Before YouTube, Netflix and the world of new media we live in today, some guys sat in their apartment and made a comedy skit filmed with the game, “Halo.” Suddenly, this Austin based studio exploded with popularity, amassing 13 seasons of Red vs. Blue. It holds the record for the longest running web series ever, and the second longest running sci-fi series next to Doctor Who. Back in 2003, the first reviews for RVB were pretty harsh, the literal pull quote being “Halo meets Stripes,” which they took as a compliment, by the way. The reason I feel the need to explain this is to suggest that the Rooster Teeth brand is niche, and it’s the most popular niche on the internet, and its fanbase is insanely loyal. Among them is me, one of the 30,000+ backers for this movie on Indiegogo, turning an expected $600,000 budget into $2.4 million. That being said, this review will not be an endorsement for Lazer Team, but instead a fair assessment of its abilities to entertain a general audience.
Lazer Team is a science-fiction action comedy directed by Matt Hullum and written by Burnie Burns, the co-founders of the company. The premise is one of a potential Saturday morning cartoon, in which contact is made by an alien race in the 1970s, warning humanity that there will be conflict against the evil forces of the galaxy, and that they’ll provide a powerful armor to be worn by a chosen champion of Earth… until it arrives one night and the armor is commandeered by a group of complete idiots, played by Rooster Teeth regulars Burnie Burns, Michael Jones and Gavin Free, in addition to Colton Dunn (Parks and Recreation).
The movie proceeds to tell the story of how the four buffoons who don’t trust or like one another learn to work together for the sake of the world in some ridiculous, incompetent ways. The movie’s story is one that many will find to be to be a very familiar underdog’s tale, but it’s their brand of humor I referred to that keeps this age old story afloat. While the pacing meanders a bit, and jokes hit and miss in the movie’s first act, the good laughs that propel it forward are the off-beat ones that take film tropes and genre expectations that either are changed, or just pointed to and laughed at. General audiences may think of the kinds of gags like Phil Lord and Chris Miller produced in the Jump Street movies, but in a way that is a bit more aware of “social media” significance. Rooster Teeth fans, however, will recognize this comedy type from their live action shorts of the last few years. If you found those shorts funny, you’ll probably find this funny. It works well in this context too, but given Lazer Team’s surprising amount of action and choreography, it could have benefitted from some more dynamic cinematography for potential added humor and to better show off all the work put towards those scenes.

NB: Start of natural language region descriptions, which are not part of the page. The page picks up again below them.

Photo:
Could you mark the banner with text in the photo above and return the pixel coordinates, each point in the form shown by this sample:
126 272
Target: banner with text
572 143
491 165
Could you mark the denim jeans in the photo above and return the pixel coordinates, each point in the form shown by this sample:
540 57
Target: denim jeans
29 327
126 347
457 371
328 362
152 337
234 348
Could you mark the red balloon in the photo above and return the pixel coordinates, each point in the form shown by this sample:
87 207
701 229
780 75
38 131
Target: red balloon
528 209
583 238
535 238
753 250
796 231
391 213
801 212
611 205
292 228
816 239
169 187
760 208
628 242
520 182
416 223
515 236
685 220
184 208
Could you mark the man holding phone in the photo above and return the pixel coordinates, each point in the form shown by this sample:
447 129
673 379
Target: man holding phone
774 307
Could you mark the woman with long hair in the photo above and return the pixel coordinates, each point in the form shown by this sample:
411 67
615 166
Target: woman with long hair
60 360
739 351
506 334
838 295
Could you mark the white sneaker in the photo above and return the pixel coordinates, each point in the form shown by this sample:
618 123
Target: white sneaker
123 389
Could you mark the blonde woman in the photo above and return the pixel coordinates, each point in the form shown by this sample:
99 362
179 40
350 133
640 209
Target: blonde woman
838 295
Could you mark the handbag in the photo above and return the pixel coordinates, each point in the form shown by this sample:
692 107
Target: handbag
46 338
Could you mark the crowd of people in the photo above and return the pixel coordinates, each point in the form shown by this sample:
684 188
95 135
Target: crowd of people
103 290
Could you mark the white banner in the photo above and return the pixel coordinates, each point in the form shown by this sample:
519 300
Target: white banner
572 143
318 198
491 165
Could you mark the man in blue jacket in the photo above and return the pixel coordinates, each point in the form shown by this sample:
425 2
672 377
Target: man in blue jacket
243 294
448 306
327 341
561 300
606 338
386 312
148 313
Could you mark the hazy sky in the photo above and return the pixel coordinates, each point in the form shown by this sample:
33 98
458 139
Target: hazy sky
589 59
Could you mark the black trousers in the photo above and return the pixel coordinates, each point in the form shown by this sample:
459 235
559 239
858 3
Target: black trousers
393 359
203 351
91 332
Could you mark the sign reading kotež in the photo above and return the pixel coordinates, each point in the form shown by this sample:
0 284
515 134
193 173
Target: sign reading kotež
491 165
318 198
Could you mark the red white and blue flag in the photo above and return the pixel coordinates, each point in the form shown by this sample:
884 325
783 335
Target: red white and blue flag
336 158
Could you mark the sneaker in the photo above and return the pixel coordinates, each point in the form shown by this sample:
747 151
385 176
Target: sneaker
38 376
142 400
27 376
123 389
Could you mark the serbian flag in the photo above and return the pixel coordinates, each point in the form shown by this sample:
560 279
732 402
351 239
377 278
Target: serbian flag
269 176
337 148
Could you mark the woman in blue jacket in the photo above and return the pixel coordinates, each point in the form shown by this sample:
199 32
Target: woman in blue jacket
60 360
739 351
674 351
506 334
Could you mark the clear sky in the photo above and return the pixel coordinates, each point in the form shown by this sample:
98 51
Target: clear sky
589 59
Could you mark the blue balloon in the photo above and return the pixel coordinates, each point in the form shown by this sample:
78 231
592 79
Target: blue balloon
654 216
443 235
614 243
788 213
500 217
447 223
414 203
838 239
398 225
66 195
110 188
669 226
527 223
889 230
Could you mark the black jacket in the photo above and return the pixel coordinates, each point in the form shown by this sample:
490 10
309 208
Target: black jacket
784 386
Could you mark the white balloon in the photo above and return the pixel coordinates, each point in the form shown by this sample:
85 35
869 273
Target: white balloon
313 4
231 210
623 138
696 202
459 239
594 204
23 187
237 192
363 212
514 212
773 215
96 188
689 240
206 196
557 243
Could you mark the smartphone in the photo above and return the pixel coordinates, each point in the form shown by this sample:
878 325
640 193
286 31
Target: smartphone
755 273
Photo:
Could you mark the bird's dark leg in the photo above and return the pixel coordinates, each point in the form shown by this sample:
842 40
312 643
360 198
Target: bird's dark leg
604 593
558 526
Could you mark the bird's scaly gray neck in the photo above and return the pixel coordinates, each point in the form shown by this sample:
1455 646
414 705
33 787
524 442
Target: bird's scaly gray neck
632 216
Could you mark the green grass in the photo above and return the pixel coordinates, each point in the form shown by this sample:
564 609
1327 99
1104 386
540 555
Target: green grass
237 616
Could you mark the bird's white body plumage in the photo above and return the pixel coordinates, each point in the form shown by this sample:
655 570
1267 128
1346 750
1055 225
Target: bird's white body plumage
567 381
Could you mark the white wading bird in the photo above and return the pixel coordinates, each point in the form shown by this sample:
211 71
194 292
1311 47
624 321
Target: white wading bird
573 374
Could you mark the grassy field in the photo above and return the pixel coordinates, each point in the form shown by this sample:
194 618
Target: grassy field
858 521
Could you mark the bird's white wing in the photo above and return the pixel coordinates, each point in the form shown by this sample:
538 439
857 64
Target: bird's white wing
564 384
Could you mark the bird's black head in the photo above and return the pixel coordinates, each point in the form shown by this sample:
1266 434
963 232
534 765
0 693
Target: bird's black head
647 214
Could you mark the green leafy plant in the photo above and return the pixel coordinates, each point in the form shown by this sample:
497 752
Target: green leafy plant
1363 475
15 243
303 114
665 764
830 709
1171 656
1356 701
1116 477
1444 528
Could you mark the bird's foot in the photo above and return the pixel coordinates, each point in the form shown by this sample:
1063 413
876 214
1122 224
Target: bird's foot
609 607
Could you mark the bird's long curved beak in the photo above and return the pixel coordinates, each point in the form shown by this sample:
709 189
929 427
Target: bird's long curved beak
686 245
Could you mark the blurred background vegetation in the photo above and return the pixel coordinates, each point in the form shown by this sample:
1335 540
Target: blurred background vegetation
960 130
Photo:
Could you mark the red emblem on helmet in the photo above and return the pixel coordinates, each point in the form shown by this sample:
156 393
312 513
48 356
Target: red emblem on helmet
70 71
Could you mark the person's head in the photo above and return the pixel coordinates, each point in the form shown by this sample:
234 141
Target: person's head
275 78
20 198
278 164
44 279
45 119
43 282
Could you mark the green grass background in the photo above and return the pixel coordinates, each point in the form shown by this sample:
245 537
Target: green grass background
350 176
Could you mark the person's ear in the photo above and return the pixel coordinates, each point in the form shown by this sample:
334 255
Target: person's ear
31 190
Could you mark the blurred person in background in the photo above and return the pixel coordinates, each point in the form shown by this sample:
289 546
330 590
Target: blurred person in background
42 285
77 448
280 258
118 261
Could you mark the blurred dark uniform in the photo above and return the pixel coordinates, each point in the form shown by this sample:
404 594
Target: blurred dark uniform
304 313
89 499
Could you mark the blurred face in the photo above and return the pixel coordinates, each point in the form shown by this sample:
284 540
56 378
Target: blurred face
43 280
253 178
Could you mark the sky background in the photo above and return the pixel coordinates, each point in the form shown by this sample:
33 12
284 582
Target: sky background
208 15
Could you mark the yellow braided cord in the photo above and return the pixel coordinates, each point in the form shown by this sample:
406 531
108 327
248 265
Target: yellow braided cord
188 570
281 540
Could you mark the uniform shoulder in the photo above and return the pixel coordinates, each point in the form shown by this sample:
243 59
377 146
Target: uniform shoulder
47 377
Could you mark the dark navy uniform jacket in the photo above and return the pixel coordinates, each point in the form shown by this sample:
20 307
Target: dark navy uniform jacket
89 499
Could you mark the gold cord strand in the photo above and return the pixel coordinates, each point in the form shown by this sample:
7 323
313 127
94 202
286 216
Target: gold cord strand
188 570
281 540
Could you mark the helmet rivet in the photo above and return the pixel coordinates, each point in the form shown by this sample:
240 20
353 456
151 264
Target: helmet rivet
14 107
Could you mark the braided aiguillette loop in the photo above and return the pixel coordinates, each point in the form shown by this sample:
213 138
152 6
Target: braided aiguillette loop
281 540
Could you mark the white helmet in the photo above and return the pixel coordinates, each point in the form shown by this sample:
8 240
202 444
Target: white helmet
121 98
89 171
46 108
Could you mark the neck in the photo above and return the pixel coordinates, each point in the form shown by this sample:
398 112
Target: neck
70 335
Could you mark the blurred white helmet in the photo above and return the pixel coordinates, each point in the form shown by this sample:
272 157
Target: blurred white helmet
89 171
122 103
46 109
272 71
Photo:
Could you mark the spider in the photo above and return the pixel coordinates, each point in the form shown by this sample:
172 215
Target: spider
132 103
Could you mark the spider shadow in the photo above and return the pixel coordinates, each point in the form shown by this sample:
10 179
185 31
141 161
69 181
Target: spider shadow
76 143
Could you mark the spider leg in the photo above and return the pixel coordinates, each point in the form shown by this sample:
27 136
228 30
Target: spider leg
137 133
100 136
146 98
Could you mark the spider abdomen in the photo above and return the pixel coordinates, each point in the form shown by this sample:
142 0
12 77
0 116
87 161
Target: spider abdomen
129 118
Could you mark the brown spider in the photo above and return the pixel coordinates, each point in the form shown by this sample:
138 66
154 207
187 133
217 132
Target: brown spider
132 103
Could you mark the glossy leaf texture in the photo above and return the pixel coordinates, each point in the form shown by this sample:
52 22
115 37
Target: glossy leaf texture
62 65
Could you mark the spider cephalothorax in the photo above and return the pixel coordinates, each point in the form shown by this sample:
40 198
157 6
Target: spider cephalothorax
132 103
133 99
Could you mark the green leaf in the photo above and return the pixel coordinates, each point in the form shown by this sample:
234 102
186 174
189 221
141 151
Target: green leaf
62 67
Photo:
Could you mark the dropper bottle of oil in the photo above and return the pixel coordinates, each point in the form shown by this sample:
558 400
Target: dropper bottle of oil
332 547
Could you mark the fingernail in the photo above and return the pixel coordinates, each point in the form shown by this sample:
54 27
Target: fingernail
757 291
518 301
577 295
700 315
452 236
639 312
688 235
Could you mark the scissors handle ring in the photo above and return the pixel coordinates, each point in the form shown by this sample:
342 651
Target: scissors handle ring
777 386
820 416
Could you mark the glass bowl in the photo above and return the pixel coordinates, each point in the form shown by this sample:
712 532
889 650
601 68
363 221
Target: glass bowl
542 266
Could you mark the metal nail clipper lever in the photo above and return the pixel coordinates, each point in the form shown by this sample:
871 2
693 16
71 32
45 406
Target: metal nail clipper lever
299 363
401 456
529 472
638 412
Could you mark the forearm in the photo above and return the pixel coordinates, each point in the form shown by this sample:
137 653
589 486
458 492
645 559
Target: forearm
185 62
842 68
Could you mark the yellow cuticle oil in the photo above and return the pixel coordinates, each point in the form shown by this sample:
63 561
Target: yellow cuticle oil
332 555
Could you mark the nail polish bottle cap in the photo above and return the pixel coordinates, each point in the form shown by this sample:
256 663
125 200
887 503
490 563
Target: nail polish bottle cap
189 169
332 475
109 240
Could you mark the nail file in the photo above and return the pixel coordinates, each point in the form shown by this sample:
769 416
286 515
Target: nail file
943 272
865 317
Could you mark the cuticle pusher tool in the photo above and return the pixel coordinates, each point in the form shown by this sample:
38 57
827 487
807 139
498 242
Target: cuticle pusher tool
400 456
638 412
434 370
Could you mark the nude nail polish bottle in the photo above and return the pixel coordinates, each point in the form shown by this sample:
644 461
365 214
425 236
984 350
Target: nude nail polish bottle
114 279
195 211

The performances are surprisingly good here, specifically in some moments from Colton Dunn as Herman, an ex-football star turned into a booze bag, and I find that many will be surprised by the acting abilities of Slo-Mo Guys’ Gavin Free as the especially-moronic-turned-especially-smart Woody. Given the movie’s budget, the visual effects aren’t necessarily ones that will stand out, as the sparingly used, more grandiose effects will look like an early Xbox 360 game to some that look too closely, but the best of the effects are used seamlessly in environments, lighting and especially the powers of the alien armor when used in combat by the Lazer Team.
As the movie’s plot moves forward, the final act presents a few unique, surprising ideas, given the mostly uncharted potential of science-fiction comedies. Culminating those cool ideas with the better visuals effectively makes Lazer Team a really good B movie: the kind of low budget sci-fi matinee flicks lost in time and between tentpole franchises. This is exactly what the team was going for when they began the project in the first place, but for many, the promise of a goofy matinee movie may not be enough in a world with an overabundance of possible entertainment. However, without treading too far into becoming “Rooster Teeth The Movie,” Lazer Team is most successful at pleasing fans of these personalities as a celebration of the content and the community they’ve produced for over a decade in their pocket of the entertainment industry. If you’re willing to take a chance on it, the Rooster Teeth family’s humor is unique and grapples people in a way I haven’t seen anything else achieve. Hell, they just might win you over too.